Penulis: Kajar Djati
Pada masa puncak perjuangan kemerdekaan Indonesia, terutama pada masa agresi Belanda kedua tahun 1949, perlawanan ada di mana-mana. Di wilayah Bojonegoro, perlawanan terakhir terpusat di wilayah Temayang (dulu masuk Kecamatan Sugihwaras) yang merupakan wilayah hutan, memudahkan pasukan gerilya melawan Belanda.
Temayang menjadi saksi bisu ketangguhan dan semangat juang para pejuang Bojonegoro dalam menghadapi serangan agresi Belanda. Tak tanggung-tanggung, Belanda terus membombardir serangan ke Temayang.
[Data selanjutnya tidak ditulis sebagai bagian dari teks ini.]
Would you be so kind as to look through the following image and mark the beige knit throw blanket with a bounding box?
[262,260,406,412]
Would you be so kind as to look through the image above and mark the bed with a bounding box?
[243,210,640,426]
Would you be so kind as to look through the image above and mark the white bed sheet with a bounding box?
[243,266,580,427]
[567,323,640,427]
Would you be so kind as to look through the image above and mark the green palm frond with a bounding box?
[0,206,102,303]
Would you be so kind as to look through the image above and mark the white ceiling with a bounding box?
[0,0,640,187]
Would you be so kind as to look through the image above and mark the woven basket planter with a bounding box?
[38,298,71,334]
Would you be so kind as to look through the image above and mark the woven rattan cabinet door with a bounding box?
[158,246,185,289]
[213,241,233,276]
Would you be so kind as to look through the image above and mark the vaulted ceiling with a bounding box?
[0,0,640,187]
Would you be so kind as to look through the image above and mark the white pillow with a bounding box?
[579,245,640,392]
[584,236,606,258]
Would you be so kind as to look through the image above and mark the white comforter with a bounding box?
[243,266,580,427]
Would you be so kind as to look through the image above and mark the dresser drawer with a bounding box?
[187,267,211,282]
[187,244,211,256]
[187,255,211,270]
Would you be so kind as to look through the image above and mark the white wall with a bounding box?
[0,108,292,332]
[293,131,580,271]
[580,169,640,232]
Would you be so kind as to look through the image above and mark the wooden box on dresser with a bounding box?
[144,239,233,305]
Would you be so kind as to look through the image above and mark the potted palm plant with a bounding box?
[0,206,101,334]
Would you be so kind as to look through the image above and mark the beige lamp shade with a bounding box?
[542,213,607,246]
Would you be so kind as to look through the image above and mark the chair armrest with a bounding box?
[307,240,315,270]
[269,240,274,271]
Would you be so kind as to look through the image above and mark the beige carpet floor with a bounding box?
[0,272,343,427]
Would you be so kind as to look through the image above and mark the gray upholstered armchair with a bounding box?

Hingga tecatat dalam sejarah, bahwa ada enam serangan yang menguji keberanian dan keuletan para pejuang, masing-masing membawa cerita tersendiri. Ketika pasukan Belanda gagal menguasai Temayang, serangan diulangi lagi, dan lagi hingga enam kali.
Gambaran bagaimana perlawanan pejuang Bojonegoro mempertahankan wilayahnya, salah satunya ditulis oleh Marshanda Fuitria Intan (Universitas Negeri Malang) dalam tulisan yang diunggah di jurnal Historiography Vol 2 No 1 Januari 2922. Tulisan berjudul Revolusi Fisik di Kabupaten Bojonegoro tahun 1948-1949.
Temayang menjadi pusat perlawanan lantaran, pasukan pejuang didesak oleh Belanda dari berbagai sisi, terutama dari arah Tuban (utara). Sehingga, pasukan pejuang memilih Temayang lantaran letak geografisnya yang dirasa strategis.
Bagaimana gambaran enam serangan Belanda di Temayang?, Berikut ulasannya:
1. Serangan Pertama: Pengenalan Medan (15 Maret 1949)
Serangan pertama Belanda diluncurkan pada 15 Maret 1949, melibatkan sekitar satu kompi pasukan Belanda. Tujuan utama adalah pengenalan medan perang, memudahkan serangan berikutnya. Sayangnya, serangan ini menelan korban, termasuk gugurnya Sersan Subardi dan Kopral Tugino.
2. Serangan Kedua: Mengejar Markas (Akhir Maret 1949)
Serangan kedua terjadi pada akhir Maret dengan pasukan sekitar satu kompi. Markas Komando Brigade I Ronggolawe menjadi sasaran utama. Namun, upaya ini berhasil dibendung oleh pasukan di bawah komando Mayor Basuki Rahmad dan Kapten Siswadi.
3. Serangan Ketiga: Kegagalan Penaklukan
Meskipun serangan ketiga dilakukan pada bulan berikutnya, hasilnya tetap sama. Pasukan Belanda belum mampu menguasai Temayang.
4. Serangan Keempat: Penangkapan Para Pemimpin (Malam Idul Fitri)
Pada malam Idul Fitri, serangan keempat digelar dengan kekuatan sekitar dua kompi. Target utama adalah penangkapan para pemimpin perang. Penggeledahan di Dukuh Kalibedah Desa Kedungsari dilakukan untuk mencapai tujuan ini.
5. Serangan Kelima: Menguatkan Determinasi (15 Juni 1949)
Serangan kelima pada 15 Juni 1949, menandai keteguhan hati para pejuang di Desa Temayang.
6. Serangan Terakhir: Gugurnya Pahlawan (Awal Agustus 1949)
Serangan terakhir pada awal bulan Agustus mengakibatkan gugurnya beberapa pahlawan Indonesia, termasuk Sersan Kusman, Kopral Kasan, dan beberapa prajurit.
Serangan berulang ini mewajibkan para pejuang untuk fokus pada perang. Masyarakat sekitar berkontribusi dengan memberikan bantuan kepada pasukan, terutama dalam bentuk makanan. Untuk mendukung upaya perang, diterapkan Peraturan Fonds Perang pada 9 Juni 1949, yang meminta kontribusi finansial dari setiap keluarga, atau sumbangan hasil pertanian bagi yang tidak mampu.
Dengan semangat juang dan dukungan dari masyarakat, Desa Temayang tetap kokoh dalam mempertahankan kemerdekaan Indonesia, menjadi bagian tak terpisahkan dari sejarah perlawanan bangsa.